However, although the drawings and figures have endured in the memory of the original cultures, their meaning has been lost.
In the participatory research work of the Gran Chaco Foundation, young women stated that they did not know the meaning of the symbols or that they responded to some stories told by the elders. The drawings of animals are taken from the bush.
According to them, they are not associated with any story or ‘tale of the elders’ and have no more meaning than the concrete fact of tracing it on the tapestry as another motif.
However, one older woman stated:
‘” According to what I was told, the old toba old women weaved because it was a gift from them. The new ones, the old women observe, know new things: the quality of the wool, the colors of the mountain… The drawings have names in the language, as do the figures.”
Looking for some record that would allow us to understand the generational absence or forgetfulness about the meanings of weaving in indigenous groups, groups where weaving has been a primary element in the gender socialization of women and men, there is the work of Seligman and Zorn (1981), anthropologists who investigated the history of weaving in Peru, where something similar to that of the Toba is cited. Speaking of the stylistic changes in indigenous communities during the colonial period, they mention that the disappearance of the Inca state and colonial domination did not imply the disappearance of domestic or traditional weaving. The weavings made with the traditional Andean loom acquired importance for preservation and cultural safeguard; they contained critical information inaccessible to the Spaniards.
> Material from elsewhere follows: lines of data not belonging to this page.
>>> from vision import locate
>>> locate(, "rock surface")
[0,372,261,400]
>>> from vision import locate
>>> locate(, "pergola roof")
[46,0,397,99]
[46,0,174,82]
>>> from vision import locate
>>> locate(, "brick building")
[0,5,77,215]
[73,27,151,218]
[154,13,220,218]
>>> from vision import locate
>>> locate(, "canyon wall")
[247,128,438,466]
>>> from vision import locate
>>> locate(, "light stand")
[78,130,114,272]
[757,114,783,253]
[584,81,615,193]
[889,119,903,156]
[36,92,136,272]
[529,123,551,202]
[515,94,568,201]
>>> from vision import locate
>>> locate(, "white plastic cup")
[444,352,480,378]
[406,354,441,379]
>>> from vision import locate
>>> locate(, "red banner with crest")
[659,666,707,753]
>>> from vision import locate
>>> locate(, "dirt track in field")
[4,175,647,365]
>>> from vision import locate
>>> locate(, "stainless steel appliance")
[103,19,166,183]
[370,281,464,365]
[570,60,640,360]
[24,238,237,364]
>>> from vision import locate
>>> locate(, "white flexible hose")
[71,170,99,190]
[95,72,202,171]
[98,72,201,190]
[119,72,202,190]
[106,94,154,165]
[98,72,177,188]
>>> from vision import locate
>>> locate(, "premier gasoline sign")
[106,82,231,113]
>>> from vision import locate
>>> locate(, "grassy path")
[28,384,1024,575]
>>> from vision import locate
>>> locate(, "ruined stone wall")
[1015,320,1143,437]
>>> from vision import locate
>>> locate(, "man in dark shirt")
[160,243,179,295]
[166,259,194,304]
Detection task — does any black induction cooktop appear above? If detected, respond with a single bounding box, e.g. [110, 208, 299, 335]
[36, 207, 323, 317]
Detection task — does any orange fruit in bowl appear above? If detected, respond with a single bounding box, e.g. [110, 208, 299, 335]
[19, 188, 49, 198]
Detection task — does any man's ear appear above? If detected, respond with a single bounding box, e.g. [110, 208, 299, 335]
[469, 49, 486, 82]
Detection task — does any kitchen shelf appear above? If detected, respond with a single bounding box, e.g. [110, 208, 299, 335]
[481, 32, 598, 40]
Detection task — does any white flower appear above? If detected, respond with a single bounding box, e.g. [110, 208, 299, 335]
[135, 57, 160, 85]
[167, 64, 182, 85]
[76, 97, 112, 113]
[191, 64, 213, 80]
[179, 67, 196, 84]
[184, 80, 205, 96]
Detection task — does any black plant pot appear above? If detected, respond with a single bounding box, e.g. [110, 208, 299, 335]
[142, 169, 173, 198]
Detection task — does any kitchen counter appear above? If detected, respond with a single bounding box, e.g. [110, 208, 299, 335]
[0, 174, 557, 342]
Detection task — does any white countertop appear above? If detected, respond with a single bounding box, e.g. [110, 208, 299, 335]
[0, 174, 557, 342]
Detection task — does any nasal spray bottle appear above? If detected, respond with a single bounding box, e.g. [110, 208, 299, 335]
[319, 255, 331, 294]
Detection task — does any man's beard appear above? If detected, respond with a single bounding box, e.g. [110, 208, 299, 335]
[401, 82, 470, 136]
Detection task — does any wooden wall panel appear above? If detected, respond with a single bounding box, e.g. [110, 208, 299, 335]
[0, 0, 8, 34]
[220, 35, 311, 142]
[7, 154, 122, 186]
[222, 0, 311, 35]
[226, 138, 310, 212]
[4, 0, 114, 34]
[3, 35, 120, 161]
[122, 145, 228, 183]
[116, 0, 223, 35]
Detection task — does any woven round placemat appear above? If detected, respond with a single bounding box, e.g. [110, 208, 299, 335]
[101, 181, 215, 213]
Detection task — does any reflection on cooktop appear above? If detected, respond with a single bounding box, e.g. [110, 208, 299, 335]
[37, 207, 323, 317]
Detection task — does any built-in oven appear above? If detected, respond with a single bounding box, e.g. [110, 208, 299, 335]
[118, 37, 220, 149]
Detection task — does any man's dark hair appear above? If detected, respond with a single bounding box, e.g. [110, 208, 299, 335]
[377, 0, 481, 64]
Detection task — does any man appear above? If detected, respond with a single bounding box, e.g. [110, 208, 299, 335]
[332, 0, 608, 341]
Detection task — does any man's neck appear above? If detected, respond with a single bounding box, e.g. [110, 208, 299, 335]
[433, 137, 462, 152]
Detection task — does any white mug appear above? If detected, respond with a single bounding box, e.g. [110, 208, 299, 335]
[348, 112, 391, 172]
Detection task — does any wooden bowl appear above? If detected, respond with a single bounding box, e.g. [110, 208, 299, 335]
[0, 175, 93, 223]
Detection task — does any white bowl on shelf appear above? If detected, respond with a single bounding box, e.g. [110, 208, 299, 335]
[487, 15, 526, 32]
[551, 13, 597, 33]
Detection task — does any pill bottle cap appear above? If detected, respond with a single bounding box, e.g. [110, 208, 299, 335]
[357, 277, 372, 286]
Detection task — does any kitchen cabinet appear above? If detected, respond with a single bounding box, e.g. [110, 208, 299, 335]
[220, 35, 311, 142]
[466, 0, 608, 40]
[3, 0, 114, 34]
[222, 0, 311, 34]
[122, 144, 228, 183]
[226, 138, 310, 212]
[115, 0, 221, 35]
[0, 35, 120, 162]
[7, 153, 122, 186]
However, these meanings and motifs were relegated to a subconscious level and silenced due to the experiences of violence the communities had suffered. Subsequently, ‘the generations that came after could no longer easily understand the symbolic meaning of the puma….’
The more abstract motifs, such as those that appear on the roads, possibly date back to a distant past if we consider that the ‘old women’ only knew how to make roads, not tapestries. Specific geometric motifs are also reiterated: such as the successive short stripes or the rhombuses arranged in a row one above the other in the middle of the paths -similar to the skin of a viper-limited by two stripes with small squares or another motif. Somewhere, the successive short horizontal stripes drawn along a path (in its central part or as a lateral stripe) could resemble carob pods.